Venons-en à Thiébault-Sisson qui exerçait dans les colonnes du Temps (4) un
magistère alors indiscuté. Il avait consacré trois jours à visiter la
"cinquantaine de salles, des deux côtés d’une allée centrale d’un bon
kilomètre" à passer la revue des trois mille cinq cents toiles, placées
par ordre alphabétique des noms d’auteur, parmi lesquelles, écrivait-il
"le talent surabonde, hâtons-nous de le dire". Pourtant au long des six
colonnes de son article, il ne nomma que vingt-huit artistes, les seuls
appelés à constituer son panthéon de la jeune peinture. Kickert était
parmi les élus, en vertu de sa "grande page méthodiquement ordonnée,
vigoureusement construite et d’une exécution truculente".
Kickert prit avec détachement les paragraphes venimeux qu'Adolphe Basler lui consacra (5) : "C’est à ce même groupe d’artistes (6)
qu’appartient Conrad Kickert, lequel apparemment confond les secrets de
cuisine chipés aux anciens maîtres avec le véritable esprit de la
peinture hollandaise. Il est évident que certains de ses amis français
ont tiré profit de son savoir-faire, mais il doit bien être conscient
de ne posséder que le vernis extérieur des anciens maîtres, et pas leur
secret intime. Les maîtres hollandais avaient une représentation de la
forme plus noble que celle dévoilée par Kickert dans l’accumulation de
ses notations plates et naturalistes". L’article de Basler était
illustré de trois reproductions de tableaux présentés aux Indépendants.
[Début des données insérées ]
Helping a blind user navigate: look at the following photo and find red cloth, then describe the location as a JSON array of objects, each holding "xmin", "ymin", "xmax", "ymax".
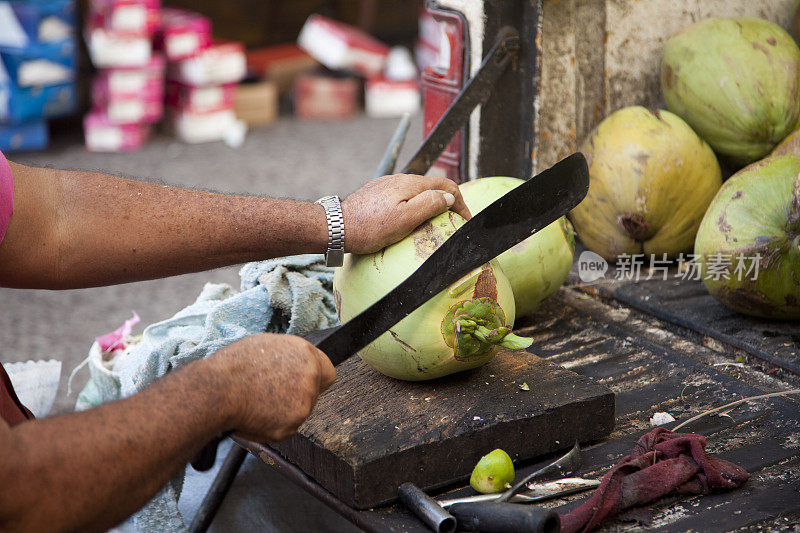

Etaient ainsi distingués : "le Port" d’Alix, "le Boxeur" de Luc-Albert Moreau, c’est à dire deux amis de Kickert ayant "tiré profit de son savoir-faire" et… "l’Après-Midi d’un peintre" (7) . Basler avait-il choisi lui-même ces clichés ou bien était-ce le
fait du secrétaire de la rédaction ? Dans l’un comme dans l’autre
cas, il y a matière à questions. Mais la raison de l’aigreur de Basler
était évidente. Le critique cédait le pas au courtier en tableaux qui
n’avait pas trouvé un accueil favorable auprès de van Deene auquel il
avait proposé une exposition de son poulain Coubine.
Sans doute cette recension détaillée des appréciations de la critique
aura-t-elle lassé. Mais pour mesurer la place du peintre en son temps,
une occasion unique s’offrait de faire consciencieusement ce bilan
puisque l’œuvre exposée était, sinon la mieux réussie, du moins la plus
ambitieuse du peintre.
(1) : Du 21 mars 1925.
(2) : In l'Avenir du 20 mars 1925.
(3) : In Paris-Midi du 25 mars.
(4) : Ici, dans le numéro du 20 mars 1925.
(5) : En français in l'Ere nouvelle (Paris), et en allemand in der Cicerone (Leipzig) en mai 1925.
(6) : Basler vient de citer Gromaire, Goerg, Luc-Albert Moreau et Alix.
(7) : Un quatrième tableau,
une composition de Waldo Peirce "Petit-Déjeuner en Tunisie" était aussi
reproduit bien qu'il n'ait pas été exposé aux Indépendants.